Sanyal alludes to the solution when she affirms “...that social equity, gender equality, balance, consent, respect, and nonviolent communication — outside of the sexual sphere as much as within it — are direct ways to prevent sexual violence.” She goes on, “the more equal a society and the higher its opportunities for participation, the lower its rape rate.”
And here:

"At the same time, we know full well that not all decisions are free. So it seems obvious that preventing abuses of power must involve reducing inequality. This means understanding that policies we might not ordinarily associate with sexual violence may have far-reaching consequences — for instance, granting people a living wage, access to education, health care, and safe living conditions increase their access to self-determination and allows them to make freer choices. The bad news is that this can only be achieved through fundamental social change. The good news is that every step to reduce inequality is a direct step toward the prevention and reduction of sexual violence. And this is not restricted to questions of gender."

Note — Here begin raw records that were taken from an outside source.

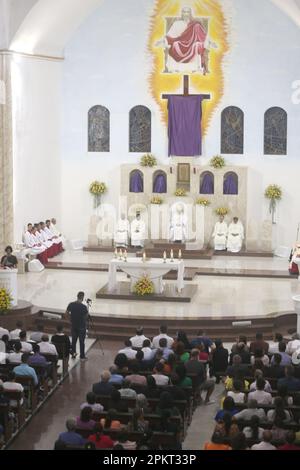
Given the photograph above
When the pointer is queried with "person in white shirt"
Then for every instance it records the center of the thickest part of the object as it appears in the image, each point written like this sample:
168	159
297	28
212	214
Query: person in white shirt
235	393
266	442
235	236
16	356
138	231
148	352
3	332
91	402
163	330
294	344
220	235
46	347
15	334
274	348
160	379
137	341
26	347
128	351
122	232
262	397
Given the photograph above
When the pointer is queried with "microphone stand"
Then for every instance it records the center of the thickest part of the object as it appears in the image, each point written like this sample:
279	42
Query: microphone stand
91	324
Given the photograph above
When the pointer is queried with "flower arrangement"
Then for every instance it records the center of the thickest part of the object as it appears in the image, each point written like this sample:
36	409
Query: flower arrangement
202	201
180	192
217	162
148	160
5	301
156	200
144	286
222	211
97	189
274	194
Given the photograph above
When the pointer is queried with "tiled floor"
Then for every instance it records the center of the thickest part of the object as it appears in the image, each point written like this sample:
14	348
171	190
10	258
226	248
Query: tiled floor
216	296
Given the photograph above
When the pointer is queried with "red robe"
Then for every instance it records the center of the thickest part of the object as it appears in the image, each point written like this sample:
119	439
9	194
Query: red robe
189	44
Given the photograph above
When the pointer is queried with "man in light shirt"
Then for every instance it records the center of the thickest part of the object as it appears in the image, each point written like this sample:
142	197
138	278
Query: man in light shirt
128	351
46	347
262	397
294	344
15	334
266	442
26	347
162	334
138	340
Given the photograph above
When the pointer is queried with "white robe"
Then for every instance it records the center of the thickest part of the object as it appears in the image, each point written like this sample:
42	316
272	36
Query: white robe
235	237
122	233
32	242
220	236
178	230
138	232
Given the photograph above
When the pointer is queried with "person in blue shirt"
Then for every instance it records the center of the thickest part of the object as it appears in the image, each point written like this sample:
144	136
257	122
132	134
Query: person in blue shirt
70	437
25	370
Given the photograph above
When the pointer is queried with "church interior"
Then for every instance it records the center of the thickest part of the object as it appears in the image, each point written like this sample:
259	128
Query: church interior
149	225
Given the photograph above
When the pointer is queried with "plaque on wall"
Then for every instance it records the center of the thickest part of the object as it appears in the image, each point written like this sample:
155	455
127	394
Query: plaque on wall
140	129
99	129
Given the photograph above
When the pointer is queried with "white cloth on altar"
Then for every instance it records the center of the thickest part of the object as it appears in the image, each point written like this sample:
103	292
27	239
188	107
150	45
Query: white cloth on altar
155	269
122	233
235	237
178	225
220	236
138	232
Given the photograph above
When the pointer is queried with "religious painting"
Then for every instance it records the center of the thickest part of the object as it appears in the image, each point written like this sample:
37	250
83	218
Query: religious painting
140	129
232	130
183	173
188	37
275	135
99	129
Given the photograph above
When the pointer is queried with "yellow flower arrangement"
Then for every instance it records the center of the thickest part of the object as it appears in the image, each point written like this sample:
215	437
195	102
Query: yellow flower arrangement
156	200
97	189
217	162
202	201
222	211
5	301
180	192
144	286
148	160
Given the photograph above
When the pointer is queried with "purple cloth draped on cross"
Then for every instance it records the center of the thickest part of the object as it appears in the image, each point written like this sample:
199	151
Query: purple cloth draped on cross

Here is where, for me, the book feels incomplete. Sanyal is right to point to inequality, meant in the broadest terms, as the context which allows violent and abusive relations to flourish — and ending inequality as our starting point to tackling gendered violence. The above excerpts come incredibly close to identifying the structures that allow and perpetuate these inequalities, but had I blinked I could easily have missed it.

The origins of the word rape: “literally the meaning of the English word rape, comes from the Middle English rapen, rappen — ”to abduct, ravish, snatch, carry off” — which in turn comes from the Latin rootrapere — or, “robbing.” Capitalism is the system that’s founded on robbing us of our value as human beings; without the critique of capitalism we are only ever looking for change at the limits of a capitalist society.